The Human Crossing
After fighting the storm crossing the vast Gobi Desert… I finally made it to Zamyn Uud, the last town for me in Mongolia before crossing into China. My heart was filled with sorrow when I reached this last town in Mongolia for me. After 2 months, I finally was leaving the country. I kept admiring at each Mongolian gers that I could catch on my eyes, each Mongolian faces and took deep breath to smell the Mongolian air one last time. Once in a while, I heard people speak Chinese here, which make sense since China is just 3 kilometers ahead.
Mongolia gave me a sweet memory… a good experience that no currency of the world can buy. The hospitality of the descendent of Genghis Khan is unmatched. Probably the best in the realm of Central Asia. And the smiles in their faces are no fake. They might look big and aggressive at first, and dirty and wild especially the horsemen in the countryside, but once you greet them in their language, “sainbainuu” which means hello, they will reply you together with a friendly smile. And the next thing you know, you are already inside their ger tasting the Mongolian tea together with their family… laughing and talking even though there is a problem with communication.
And living my life on the road for quite some time now, I kinda know on how to differentiate between the pure and fake smiles. The secret is not to look at their mouth, but on the eyes. Human eyes hold many secrets. Even on a handshake, studying the person’s eyes while shaking their hand, able to tell you many secrets. Our brain… are well connected to our eyes by millions of optic nerves. So any activities that are happening in our brain, can be seen through our eyes. But only the trained people know this secret. Genius people of the past centuries. Only now, the scientists are trying to reveal the secret once again….

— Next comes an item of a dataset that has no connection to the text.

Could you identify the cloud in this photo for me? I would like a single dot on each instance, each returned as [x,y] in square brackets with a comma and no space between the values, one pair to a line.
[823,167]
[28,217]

I cycled around the small town of Zamyn Uud, to watch the activities of the local people here. It’s a very small town and I guess the centre of this town is the train station, where I see the biggest building standing proud filled with banks, atm machines, restaurants and cheap hotels. After admiring this last town of Mongolia for me, I then rushed for another 3km towards the border checkpoint. It was quite tricky crossing the border… just because I cant cycle for a few hundred meters in the no man’s land between China and Mongolia. So there you go, I have to get my bike on a truck just to get to 200 meters towards the Mongolian checkpoint. It wasn’t long in Mongolia, only some 20 minutes, which is fine with the long queue, then I successfully got the stamp out on my passport. Then again, I had to get my bike in another truck to cross another some 300-400 meters towards the Chinese checkpoint. My god, with my bicycle that looks like a minimarket, it took a while to get it up and down the truck.
And the second truck, was a bit rude. After sending for some 300-400 meters towards the Chinese checkpoint, he demanded me to pay him. I agreed and wanted to give him all my remaining Mongolian tughrik since its not so much and I wont be using it anymore, but when I took my wallet he looked and simply took 100 chinese yuan from my wallet without my permission. Then he walked away fast without saying a word. I just let him go but he should have at least asked me first.
Once I got into the Chinese checkpoint, another problem came. I was stucked almost 3 hours inside the immigration building, and this time the queue was shorter than the one on the Mongolian side. I have no idea what was going on since I couldn’t understand a word what they were saying, but it seems that I have a problem with my passport. Maybe they also think that I’m a spy, since they were questioning about my gopro camera…which I guess they never seen such a small camera before and even checked all the pictures inside. They also checked each sms on my phone. And the most funny thing, while waiting for too long, I started to feel bored and started to play some games on my phone, and they were checking it too!… asking what kind of program is that. Hehe…. How can a spy cross a land border on a bicycle fully loaded bringing big cameras? Im really such a lousy spy then… since Im attracting too much attention :)
After 3 hours of waiting and scratching my head, they finally let me go. Once I got out from the building, I see nice and well managed road, and people started to speak Chinese here. “Sainbainuu” has been replaced now by “Ni hao”. Im now in China. I then took a good rest in Erenhot, the first town for me in China. I find it so easy to cycle here, I cycled over 130km a day without much struggle, thanks to the very good road. Comparing to the Mongolians, the Chinese are more curious. Cars and motorbikes are slowing down whenever they passed me, studying my my loaded bicycle, then the colours of my skin and finally the shape of my face, probably wondering which part of the world I came from. I started to pick up my chinese language again once I’m here, and the locals were happy and laughing and smiling whenever they see me struggling pronouncing each chinese words while talking to them. And not much struggling going through the road here, since the road is so good and flat in the Gobi, compared to the Mongolian steppe. But I miss one thing here, no more Mongolian hospitality for me. But still, since I started traveling on a bicycle 4 years ago, the best hospitality, the best people Ive ever came across is the Scandinavians, both the Swedish and the Norwegians.